Posted by Will in Seattle on December 17, 2008 at 11:15 AM
2
The difference between Charles and me -- the practical vs. the philosophical.

I read that article and thought, who are these protesters? What are they hoping to achieve? What are they resisting? What is causing them to act this way? How did these protests evolve from being about the teenager who was killed to about something bigger?

Charles reads it and thinks about the symbolism of the acropolis.
Posted by Julie in Chicago on December 17, 2008 at 11:24 AM
3
History began at the Acropolis? Hmmm.
Posted by PedestrianMe on December 17, 2008 at 12:19 PM
4
Well, at least democracy got started there. Which is why I find it disheartening to see anarchists and violent mobs using it for their "cause". If they have a gripe, they should use it to motivate political change through democracy.

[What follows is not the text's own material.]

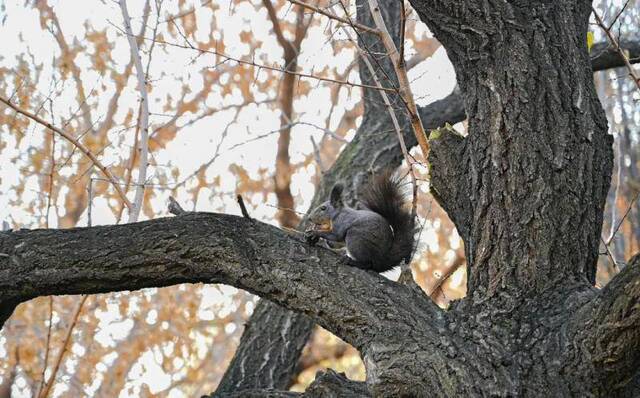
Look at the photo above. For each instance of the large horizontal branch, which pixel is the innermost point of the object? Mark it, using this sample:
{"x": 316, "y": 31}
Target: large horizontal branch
{"x": 209, "y": 248}
{"x": 607, "y": 329}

Not violence.
Posted by Vince on December 17, 2008 at 12:23 PM
5
Considering the details of the event that sparked this off, the social climate between African immigrants and Greece at large, not surprisingly, must be extremely shaky. I sympathize with their frustrations (best I can), but they should look to France in October 2005 as an example of what can really hurt your cause.
Posted by Dougsf on December 17, 2008 at 12:42 PM
6
What is this protest about?

Greece is a democracy today. Why can't they go win an election like everyone else who has a gripe?
Posted by Hex A. Meter on December 17, 2008 at 1:16 PM
7
@6 - because every time they do that the US either helps a military dictatorship do a coup against them or we attack them directly.

Look it up, it's in your history books.